Today I was checking the NAT connections on a simple setup I use.
The setup is fairly simple. A PPPoE connection to the internet, a local-bridge interface to the inside network (192.168.x.x). NAT is in between:

/ip firewall nat> print
Flags: X - disabled, I - invalid, D - dynamic
0 chain=srcnat action=masquerade to-addresses=0.0.0.0 out-interface=pppoe

Today, I found this:

/ip firewall connection> print
Flags: S - seen reply, A - assured
# PROTOCOL SRC-ADDRESS DST-ADDRESS TCP-STATE TIMEOUT
0 tcp 178.x.x.x:59551 84.x.x.x:443 established 9h8m39s
1 tcp 188.x.x.x:39789 84.x.x.x:443 established 9h9m22s
2 tcp 188.x.x.x:46318 84.x.x.x:443 established 9h15m38s
(...)

The SRC and DST are both not local to my setup. What is going on here?
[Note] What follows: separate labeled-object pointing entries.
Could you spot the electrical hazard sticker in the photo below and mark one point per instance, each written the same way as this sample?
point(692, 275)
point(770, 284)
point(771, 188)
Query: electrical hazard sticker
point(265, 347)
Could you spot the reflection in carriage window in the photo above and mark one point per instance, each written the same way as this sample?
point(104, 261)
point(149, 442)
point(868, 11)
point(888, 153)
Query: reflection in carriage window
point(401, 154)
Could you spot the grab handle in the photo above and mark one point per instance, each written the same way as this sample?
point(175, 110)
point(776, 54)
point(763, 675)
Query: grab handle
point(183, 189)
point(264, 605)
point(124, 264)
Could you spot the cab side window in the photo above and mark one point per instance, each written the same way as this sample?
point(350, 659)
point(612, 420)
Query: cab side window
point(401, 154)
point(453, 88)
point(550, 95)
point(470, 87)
Am I somehow in the middle of connections that do not belong to my local setup?

Hi,

On a terminal "/ip proxy print" - is that enabled - if so you have an open web proxy Other than that recreate the rule without the 0.0.0.0/0 since the to-address should technically be either an actual address on the unit or not set at all.